Whosa: since i’m not the programmer, I’m afraid I can’t speak technical details… But as far as changes… We are using an esp8266 with very light code that goes bare minimum to contact the Amazon web server, authenticate (a hash?? Whatever that is) and open up a port to communicate back and forth. It will report status to the cloud (like m501 stuff and more) via json to provide info about the machine needed to slice properly-- all relevant hardware, etc will be tied to that user account when they register an account and a bot. Registering multiple printers will be possible, b/c we are writing a unique id to the firmware that will be associated with their unique hardware. So we can talk back and forth. The cloud can send a file - the baud rate is limited to 115000 or about there. As far as I know it transfers the file then prints-- we will try to get the file printing as it loads the file but not sure on that yet. Communicating between the esp chip and the printrboard is via UART, we tried i2c but that didn’t work out. If you plug in a usb cable, that will override the wifi and you are back to normal. We still flash firmware with usb so that can’t go away. The change we made is how Marlin handles serial… The firmware was the only limiting factor so we are wiring our own serial driver (if that’s the right word).

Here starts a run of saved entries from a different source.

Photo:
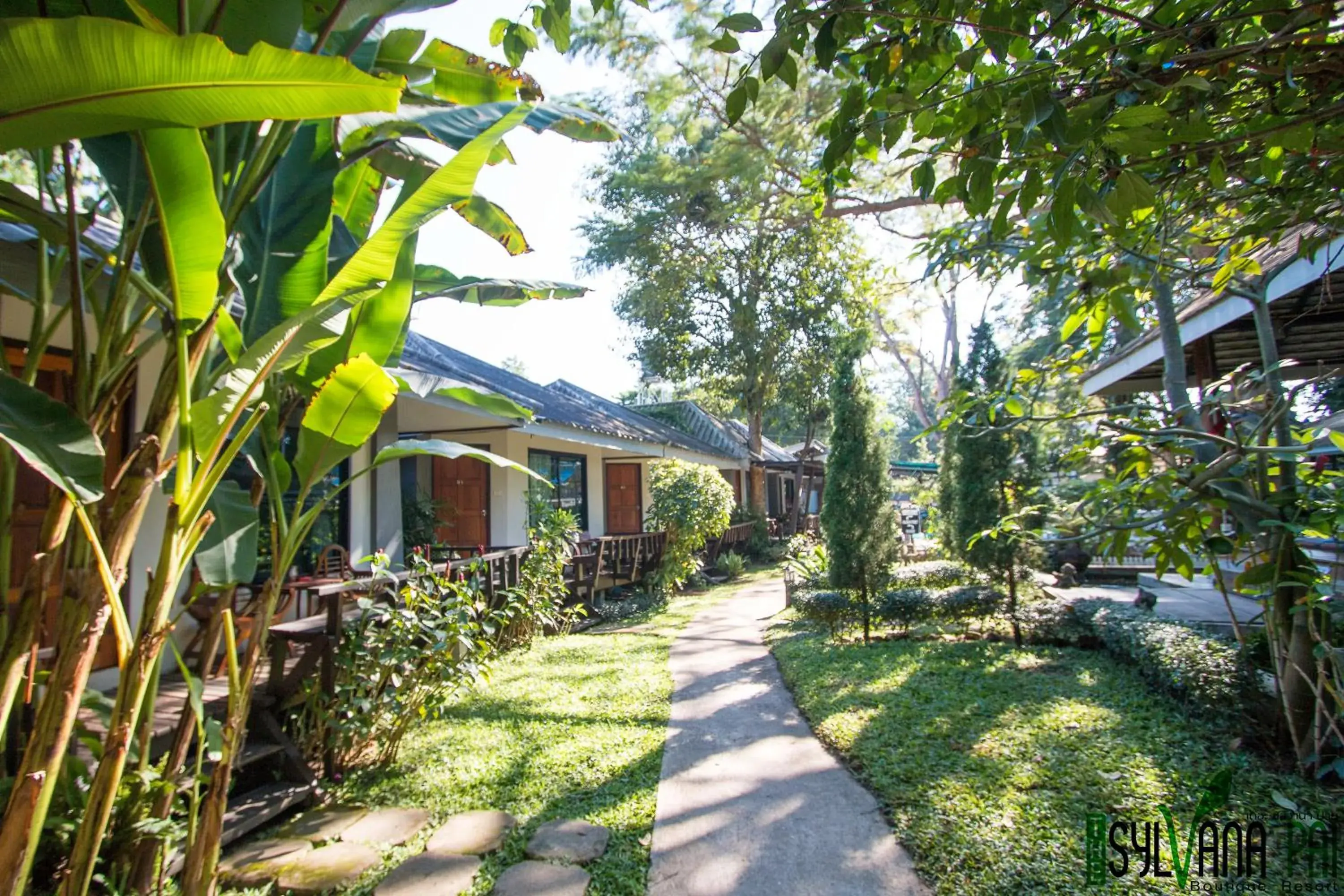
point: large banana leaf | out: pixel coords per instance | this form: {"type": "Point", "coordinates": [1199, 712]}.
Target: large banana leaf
{"type": "Point", "coordinates": [375, 261]}
{"type": "Point", "coordinates": [285, 232]}
{"type": "Point", "coordinates": [433, 281]}
{"type": "Point", "coordinates": [190, 221]}
{"type": "Point", "coordinates": [228, 554]}
{"type": "Point", "coordinates": [492, 221]}
{"type": "Point", "coordinates": [377, 327]}
{"type": "Point", "coordinates": [455, 127]}
{"type": "Point", "coordinates": [316, 13]}
{"type": "Point", "coordinates": [452, 450]}
{"type": "Point", "coordinates": [342, 417]}
{"type": "Point", "coordinates": [464, 78]}
{"type": "Point", "coordinates": [52, 440]}
{"type": "Point", "coordinates": [84, 77]}
{"type": "Point", "coordinates": [279, 350]}
{"type": "Point", "coordinates": [470, 394]}
{"type": "Point", "coordinates": [357, 193]}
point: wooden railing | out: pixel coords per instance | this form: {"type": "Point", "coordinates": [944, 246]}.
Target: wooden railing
{"type": "Point", "coordinates": [734, 535]}
{"type": "Point", "coordinates": [613, 560]}
{"type": "Point", "coordinates": [311, 644]}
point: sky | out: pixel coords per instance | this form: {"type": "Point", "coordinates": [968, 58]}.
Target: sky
{"type": "Point", "coordinates": [580, 339]}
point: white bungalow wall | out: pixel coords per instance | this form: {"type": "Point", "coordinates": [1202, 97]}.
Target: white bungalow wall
{"type": "Point", "coordinates": [508, 488]}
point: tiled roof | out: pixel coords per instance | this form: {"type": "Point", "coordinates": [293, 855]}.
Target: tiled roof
{"type": "Point", "coordinates": [561, 404]}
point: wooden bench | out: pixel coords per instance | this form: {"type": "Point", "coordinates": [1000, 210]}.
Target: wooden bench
{"type": "Point", "coordinates": [734, 535]}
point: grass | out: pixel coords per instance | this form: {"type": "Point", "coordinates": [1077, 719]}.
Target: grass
{"type": "Point", "coordinates": [572, 727]}
{"type": "Point", "coordinates": [988, 758]}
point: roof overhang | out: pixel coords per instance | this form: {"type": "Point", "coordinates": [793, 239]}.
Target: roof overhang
{"type": "Point", "coordinates": [1112, 374]}
{"type": "Point", "coordinates": [615, 444]}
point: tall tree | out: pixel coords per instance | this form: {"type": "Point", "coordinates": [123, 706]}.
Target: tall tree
{"type": "Point", "coordinates": [988, 473]}
{"type": "Point", "coordinates": [722, 281]}
{"type": "Point", "coordinates": [857, 513]}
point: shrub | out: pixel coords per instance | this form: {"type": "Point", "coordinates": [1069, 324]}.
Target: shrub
{"type": "Point", "coordinates": [968, 602]}
{"type": "Point", "coordinates": [732, 564]}
{"type": "Point", "coordinates": [1199, 668]}
{"type": "Point", "coordinates": [537, 602]}
{"type": "Point", "coordinates": [831, 609]}
{"type": "Point", "coordinates": [932, 574]}
{"type": "Point", "coordinates": [693, 503]}
{"type": "Point", "coordinates": [799, 544]}
{"type": "Point", "coordinates": [906, 607]}
{"type": "Point", "coordinates": [1053, 621]}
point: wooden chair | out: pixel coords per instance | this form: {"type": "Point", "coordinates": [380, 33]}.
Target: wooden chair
{"type": "Point", "coordinates": [334, 563]}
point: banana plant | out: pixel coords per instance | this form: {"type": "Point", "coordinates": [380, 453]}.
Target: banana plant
{"type": "Point", "coordinates": [178, 142]}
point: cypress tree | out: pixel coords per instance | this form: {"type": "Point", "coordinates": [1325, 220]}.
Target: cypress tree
{"type": "Point", "coordinates": [986, 473]}
{"type": "Point", "coordinates": [857, 513]}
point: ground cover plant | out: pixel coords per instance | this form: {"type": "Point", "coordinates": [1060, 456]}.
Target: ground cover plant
{"type": "Point", "coordinates": [572, 727]}
{"type": "Point", "coordinates": [988, 758]}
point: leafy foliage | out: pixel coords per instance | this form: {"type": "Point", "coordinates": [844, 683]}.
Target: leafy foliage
{"type": "Point", "coordinates": [1203, 671]}
{"type": "Point", "coordinates": [836, 612]}
{"type": "Point", "coordinates": [857, 513]}
{"type": "Point", "coordinates": [694, 504]}
{"type": "Point", "coordinates": [983, 749]}
{"type": "Point", "coordinates": [732, 564]}
{"type": "Point", "coordinates": [988, 473]}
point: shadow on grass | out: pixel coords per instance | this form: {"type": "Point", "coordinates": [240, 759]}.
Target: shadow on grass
{"type": "Point", "coordinates": [988, 758]}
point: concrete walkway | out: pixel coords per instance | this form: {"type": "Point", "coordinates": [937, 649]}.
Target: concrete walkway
{"type": "Point", "coordinates": [750, 802]}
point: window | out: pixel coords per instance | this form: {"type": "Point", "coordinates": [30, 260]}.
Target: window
{"type": "Point", "coordinates": [569, 474]}
{"type": "Point", "coordinates": [332, 526]}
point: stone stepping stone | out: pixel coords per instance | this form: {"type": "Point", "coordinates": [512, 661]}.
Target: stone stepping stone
{"type": "Point", "coordinates": [569, 840]}
{"type": "Point", "coordinates": [322, 825]}
{"type": "Point", "coordinates": [335, 867]}
{"type": "Point", "coordinates": [260, 863]}
{"type": "Point", "coordinates": [472, 833]}
{"type": "Point", "coordinates": [431, 875]}
{"type": "Point", "coordinates": [542, 879]}
{"type": "Point", "coordinates": [386, 827]}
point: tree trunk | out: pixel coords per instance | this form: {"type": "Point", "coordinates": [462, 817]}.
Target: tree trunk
{"type": "Point", "coordinates": [84, 620]}
{"type": "Point", "coordinates": [198, 878]}
{"type": "Point", "coordinates": [758, 500]}
{"type": "Point", "coordinates": [867, 613]}
{"type": "Point", "coordinates": [797, 481]}
{"type": "Point", "coordinates": [131, 695]}
{"type": "Point", "coordinates": [1012, 605]}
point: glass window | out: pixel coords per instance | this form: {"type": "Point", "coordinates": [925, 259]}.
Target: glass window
{"type": "Point", "coordinates": [332, 524]}
{"type": "Point", "coordinates": [568, 473]}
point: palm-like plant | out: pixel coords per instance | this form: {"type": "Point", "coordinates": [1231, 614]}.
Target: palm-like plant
{"type": "Point", "coordinates": [245, 189]}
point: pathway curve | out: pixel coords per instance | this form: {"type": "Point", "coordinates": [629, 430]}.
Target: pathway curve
{"type": "Point", "coordinates": [750, 802]}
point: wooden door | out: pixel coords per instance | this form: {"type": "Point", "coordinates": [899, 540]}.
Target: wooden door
{"type": "Point", "coordinates": [624, 499]}
{"type": "Point", "coordinates": [33, 493]}
{"type": "Point", "coordinates": [464, 487]}
{"type": "Point", "coordinates": [734, 478]}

Mick has been digging deep in the code and turned up all sorts of surprises. Big libraries of code that actually only use two lines of code… Abandoned features that were have finished, features that were good ideas but not finished (baby stepping), and all sorts of strange and obscure code that we’ve never heard of and appear to be unused.

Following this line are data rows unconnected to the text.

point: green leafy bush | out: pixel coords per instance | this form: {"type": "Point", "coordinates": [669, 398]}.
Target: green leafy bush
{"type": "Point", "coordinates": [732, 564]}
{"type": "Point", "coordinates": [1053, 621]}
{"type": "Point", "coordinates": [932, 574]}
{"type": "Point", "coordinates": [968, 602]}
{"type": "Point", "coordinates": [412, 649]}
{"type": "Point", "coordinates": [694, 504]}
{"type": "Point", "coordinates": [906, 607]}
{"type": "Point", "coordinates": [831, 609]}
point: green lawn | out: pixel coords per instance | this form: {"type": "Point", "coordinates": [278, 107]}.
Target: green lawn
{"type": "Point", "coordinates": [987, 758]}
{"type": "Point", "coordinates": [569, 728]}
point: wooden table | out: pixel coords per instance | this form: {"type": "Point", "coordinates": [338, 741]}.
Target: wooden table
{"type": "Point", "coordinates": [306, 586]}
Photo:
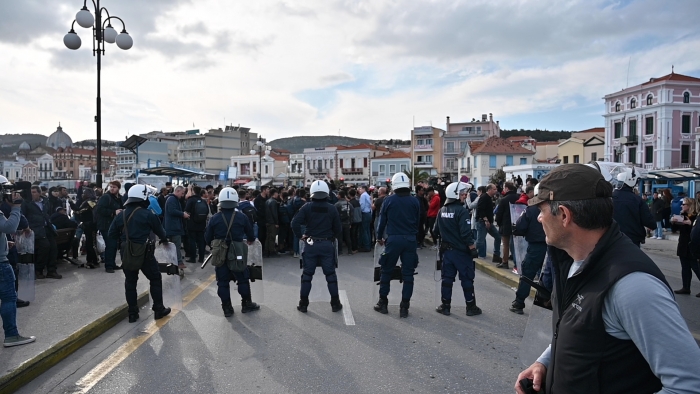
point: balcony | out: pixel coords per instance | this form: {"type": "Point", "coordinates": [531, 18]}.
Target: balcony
{"type": "Point", "coordinates": [351, 171]}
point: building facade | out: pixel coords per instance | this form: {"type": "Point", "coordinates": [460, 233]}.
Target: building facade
{"type": "Point", "coordinates": [655, 124]}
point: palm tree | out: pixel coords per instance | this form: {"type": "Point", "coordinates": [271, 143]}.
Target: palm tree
{"type": "Point", "coordinates": [417, 175]}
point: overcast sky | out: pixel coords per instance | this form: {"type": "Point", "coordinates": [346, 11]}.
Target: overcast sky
{"type": "Point", "coordinates": [364, 68]}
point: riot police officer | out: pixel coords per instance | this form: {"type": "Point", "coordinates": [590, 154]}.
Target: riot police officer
{"type": "Point", "coordinates": [400, 217]}
{"type": "Point", "coordinates": [140, 223]}
{"type": "Point", "coordinates": [240, 227]}
{"type": "Point", "coordinates": [322, 223]}
{"type": "Point", "coordinates": [457, 247]}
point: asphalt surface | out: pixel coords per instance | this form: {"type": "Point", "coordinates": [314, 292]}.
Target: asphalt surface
{"type": "Point", "coordinates": [278, 349]}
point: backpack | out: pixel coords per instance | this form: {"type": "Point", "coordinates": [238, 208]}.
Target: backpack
{"type": "Point", "coordinates": [201, 211]}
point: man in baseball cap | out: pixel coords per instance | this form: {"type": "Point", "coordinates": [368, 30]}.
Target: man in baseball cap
{"type": "Point", "coordinates": [614, 310]}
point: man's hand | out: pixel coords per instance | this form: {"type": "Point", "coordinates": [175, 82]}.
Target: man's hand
{"type": "Point", "coordinates": [536, 372]}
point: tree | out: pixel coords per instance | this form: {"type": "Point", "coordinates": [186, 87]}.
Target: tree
{"type": "Point", "coordinates": [417, 175]}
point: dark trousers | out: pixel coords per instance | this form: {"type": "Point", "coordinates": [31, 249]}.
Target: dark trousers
{"type": "Point", "coordinates": [152, 273]}
{"type": "Point", "coordinates": [224, 276]}
{"type": "Point", "coordinates": [347, 238]}
{"type": "Point", "coordinates": [320, 253]}
{"type": "Point", "coordinates": [355, 234]}
{"type": "Point", "coordinates": [454, 262]}
{"type": "Point", "coordinates": [404, 247]}
{"type": "Point", "coordinates": [197, 244]}
{"type": "Point", "coordinates": [45, 253]}
{"type": "Point", "coordinates": [532, 263]}
{"type": "Point", "coordinates": [688, 266]}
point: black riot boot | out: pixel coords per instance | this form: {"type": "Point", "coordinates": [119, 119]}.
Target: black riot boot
{"type": "Point", "coordinates": [159, 314]}
{"type": "Point", "coordinates": [381, 305]}
{"type": "Point", "coordinates": [335, 304]}
{"type": "Point", "coordinates": [403, 307]}
{"type": "Point", "coordinates": [247, 305]}
{"type": "Point", "coordinates": [472, 309]}
{"type": "Point", "coordinates": [227, 307]}
{"type": "Point", "coordinates": [133, 314]}
{"type": "Point", "coordinates": [444, 308]}
{"type": "Point", "coordinates": [303, 304]}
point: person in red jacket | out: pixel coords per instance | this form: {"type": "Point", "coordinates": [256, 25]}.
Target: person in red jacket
{"type": "Point", "coordinates": [433, 209]}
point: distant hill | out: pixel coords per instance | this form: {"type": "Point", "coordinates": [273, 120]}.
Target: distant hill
{"type": "Point", "coordinates": [539, 135]}
{"type": "Point", "coordinates": [298, 144]}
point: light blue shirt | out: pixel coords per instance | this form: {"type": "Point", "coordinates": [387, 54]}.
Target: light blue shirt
{"type": "Point", "coordinates": [365, 203]}
{"type": "Point", "coordinates": [641, 308]}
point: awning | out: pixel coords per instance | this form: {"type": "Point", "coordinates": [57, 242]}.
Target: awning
{"type": "Point", "coordinates": [174, 172]}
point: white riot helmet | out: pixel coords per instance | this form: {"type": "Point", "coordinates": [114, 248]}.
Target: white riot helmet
{"type": "Point", "coordinates": [137, 193]}
{"type": "Point", "coordinates": [627, 177]}
{"type": "Point", "coordinates": [319, 190]}
{"type": "Point", "coordinates": [454, 189]}
{"type": "Point", "coordinates": [400, 181]}
{"type": "Point", "coordinates": [228, 198]}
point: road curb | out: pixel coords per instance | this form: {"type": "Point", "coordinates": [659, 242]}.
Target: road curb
{"type": "Point", "coordinates": [35, 366]}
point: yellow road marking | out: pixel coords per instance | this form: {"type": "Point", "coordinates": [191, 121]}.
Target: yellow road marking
{"type": "Point", "coordinates": [102, 369]}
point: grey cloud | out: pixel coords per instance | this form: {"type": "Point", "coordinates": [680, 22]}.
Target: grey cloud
{"type": "Point", "coordinates": [545, 30]}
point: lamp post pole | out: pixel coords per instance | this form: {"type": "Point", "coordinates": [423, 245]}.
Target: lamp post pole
{"type": "Point", "coordinates": [101, 34]}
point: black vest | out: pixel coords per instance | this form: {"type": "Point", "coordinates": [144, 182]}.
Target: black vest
{"type": "Point", "coordinates": [585, 358]}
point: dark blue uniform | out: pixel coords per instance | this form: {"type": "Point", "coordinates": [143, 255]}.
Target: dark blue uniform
{"type": "Point", "coordinates": [140, 227]}
{"type": "Point", "coordinates": [240, 228]}
{"type": "Point", "coordinates": [322, 223]}
{"type": "Point", "coordinates": [455, 230]}
{"type": "Point", "coordinates": [400, 217]}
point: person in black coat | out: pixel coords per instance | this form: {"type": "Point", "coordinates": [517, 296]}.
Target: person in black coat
{"type": "Point", "coordinates": [505, 226]}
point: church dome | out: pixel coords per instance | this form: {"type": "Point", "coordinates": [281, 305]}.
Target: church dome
{"type": "Point", "coordinates": [59, 139]}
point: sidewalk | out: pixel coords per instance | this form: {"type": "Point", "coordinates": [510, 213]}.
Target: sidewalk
{"type": "Point", "coordinates": [67, 314]}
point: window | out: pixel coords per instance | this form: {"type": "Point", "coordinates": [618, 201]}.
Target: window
{"type": "Point", "coordinates": [685, 124]}
{"type": "Point", "coordinates": [633, 128]}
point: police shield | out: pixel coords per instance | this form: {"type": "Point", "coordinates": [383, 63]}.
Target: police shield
{"type": "Point", "coordinates": [25, 282]}
{"type": "Point", "coordinates": [457, 293]}
{"type": "Point", "coordinates": [516, 211]}
{"type": "Point", "coordinates": [319, 288]}
{"type": "Point", "coordinates": [255, 268]}
{"type": "Point", "coordinates": [172, 290]}
{"type": "Point", "coordinates": [395, 295]}
{"type": "Point", "coordinates": [537, 336]}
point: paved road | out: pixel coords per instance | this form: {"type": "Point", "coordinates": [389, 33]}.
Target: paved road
{"type": "Point", "coordinates": [278, 349]}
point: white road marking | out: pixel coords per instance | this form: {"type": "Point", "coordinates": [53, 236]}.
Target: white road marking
{"type": "Point", "coordinates": [347, 312]}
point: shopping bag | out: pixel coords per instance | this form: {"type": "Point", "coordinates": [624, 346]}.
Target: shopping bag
{"type": "Point", "coordinates": [100, 244]}
{"type": "Point", "coordinates": [25, 282]}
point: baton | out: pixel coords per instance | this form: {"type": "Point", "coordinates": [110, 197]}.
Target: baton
{"type": "Point", "coordinates": [204, 264]}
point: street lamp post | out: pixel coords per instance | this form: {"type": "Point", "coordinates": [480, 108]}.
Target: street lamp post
{"type": "Point", "coordinates": [260, 148]}
{"type": "Point", "coordinates": [100, 36]}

We are forking Marlin for a couple reasons-- one is that we are discarding all possible features that we don’t need (non-Printrbot stuff) to make room, another reason to fork is that our changes will result in something that shares tons of code with Marlin but after we are done, definitely won’t BE Marlin… Lastly, the code in its entirety is just so bad that we see now that it would be too big of a time investment to fix it all… We can’t pretend like we are going to “fix” Marlin… We are not. We will be able throw out some bad code-- even code that some are using- and write some new stuff that suits our immediate needs. It is a bootstrap until Tinyg is ready for prime time. We don’t know how long that will take and we need to move forward with adding workable wifi and to continue the work on our cloud software and browser-based interface. We may even write some native iPhone app or something too. This will work on a printrboard for the near future.

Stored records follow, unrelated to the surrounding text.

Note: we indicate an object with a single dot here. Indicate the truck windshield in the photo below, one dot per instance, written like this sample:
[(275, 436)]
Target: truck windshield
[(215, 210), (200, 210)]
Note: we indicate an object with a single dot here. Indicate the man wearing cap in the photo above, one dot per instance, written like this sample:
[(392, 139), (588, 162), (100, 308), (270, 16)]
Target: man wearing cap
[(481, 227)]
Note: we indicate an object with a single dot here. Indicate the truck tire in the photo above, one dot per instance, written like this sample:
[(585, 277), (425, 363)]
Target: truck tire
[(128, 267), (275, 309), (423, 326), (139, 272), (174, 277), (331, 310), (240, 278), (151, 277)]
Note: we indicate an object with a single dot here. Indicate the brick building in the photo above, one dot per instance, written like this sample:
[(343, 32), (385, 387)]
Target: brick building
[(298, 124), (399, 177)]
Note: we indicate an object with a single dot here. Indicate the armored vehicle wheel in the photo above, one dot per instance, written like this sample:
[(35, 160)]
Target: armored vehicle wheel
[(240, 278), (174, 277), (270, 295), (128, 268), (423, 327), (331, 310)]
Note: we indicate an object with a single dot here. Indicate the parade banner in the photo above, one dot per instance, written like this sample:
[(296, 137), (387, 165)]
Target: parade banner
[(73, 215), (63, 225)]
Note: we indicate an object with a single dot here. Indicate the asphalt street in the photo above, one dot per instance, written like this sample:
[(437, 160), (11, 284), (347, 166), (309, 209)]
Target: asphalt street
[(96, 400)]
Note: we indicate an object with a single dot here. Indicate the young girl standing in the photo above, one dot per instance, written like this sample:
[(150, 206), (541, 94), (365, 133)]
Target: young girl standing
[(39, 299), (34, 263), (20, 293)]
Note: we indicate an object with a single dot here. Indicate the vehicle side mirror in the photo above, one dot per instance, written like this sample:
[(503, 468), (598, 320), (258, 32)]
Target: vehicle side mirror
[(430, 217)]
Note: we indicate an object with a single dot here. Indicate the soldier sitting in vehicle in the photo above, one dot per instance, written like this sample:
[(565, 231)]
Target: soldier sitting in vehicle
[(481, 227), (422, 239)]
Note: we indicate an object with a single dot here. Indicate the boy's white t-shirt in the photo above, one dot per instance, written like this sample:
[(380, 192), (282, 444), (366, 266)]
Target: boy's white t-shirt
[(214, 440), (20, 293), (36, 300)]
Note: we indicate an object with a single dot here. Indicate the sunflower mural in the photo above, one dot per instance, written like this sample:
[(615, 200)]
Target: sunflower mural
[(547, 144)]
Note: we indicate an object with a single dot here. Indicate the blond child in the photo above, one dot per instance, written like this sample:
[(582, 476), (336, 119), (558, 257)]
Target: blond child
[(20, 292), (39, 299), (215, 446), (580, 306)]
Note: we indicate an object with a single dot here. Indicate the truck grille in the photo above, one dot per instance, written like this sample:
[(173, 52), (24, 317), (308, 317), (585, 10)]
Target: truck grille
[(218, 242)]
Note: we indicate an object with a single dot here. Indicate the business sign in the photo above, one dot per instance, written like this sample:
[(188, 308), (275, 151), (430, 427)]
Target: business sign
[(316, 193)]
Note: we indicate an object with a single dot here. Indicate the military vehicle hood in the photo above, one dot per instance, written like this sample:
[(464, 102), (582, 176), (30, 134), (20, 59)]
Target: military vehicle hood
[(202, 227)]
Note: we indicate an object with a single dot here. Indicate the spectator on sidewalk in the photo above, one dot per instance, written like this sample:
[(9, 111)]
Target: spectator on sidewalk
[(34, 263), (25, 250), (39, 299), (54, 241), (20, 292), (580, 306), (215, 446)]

We will open source it of course because we are standing on the shoulders of giants and are thankful, it is required and we want to be a good citizen. There is a line that many hardware companies walk… That line between what is ideal for all (expensive, even wasteful) and what is practical (low hanging fruit and what is profitable). We do hope some other manufacturers or community members will run with what we’ve done and maybe make the main branch of Marlin more healthy, but we know that may not make sense for them.
We will publish our protocol so others can comminicate with our board and either use it for their purposes or write software or plugins that can talk to it. We think that WILL make sense for some…, like a Cura plugin or an octoprint plugin.
We also hope we can get autodesk’s attention to allow print studio to talk to it via wifi so you can print to it untethered.
So that’s the deal.
@Whosa_whatsis I am planning to put SDRAM onto my final hardware to permit (Inter)net streamed printing. The ultimate goal is for Printing-as-a-Service where users can do single-click printing of prepared objects (the printer and service would negotiate material requirements and material profiles would be streamed along with the object to the printer).
So the calculation for amperage is messed up, but i’ll be able to upload a fix soon.
Other than that, I loaded the firmware on my printrboard and I’m happy to report that it works 100%.
I’ll see if I can add proper configurations for all of printrbots products, but right now I’m using it on my prusa i3, so personally I’m not in a hurry because I’m selfish. Eventually I’ll do it because I want to load multi-point bed levelling on all of the local libraries printrbots.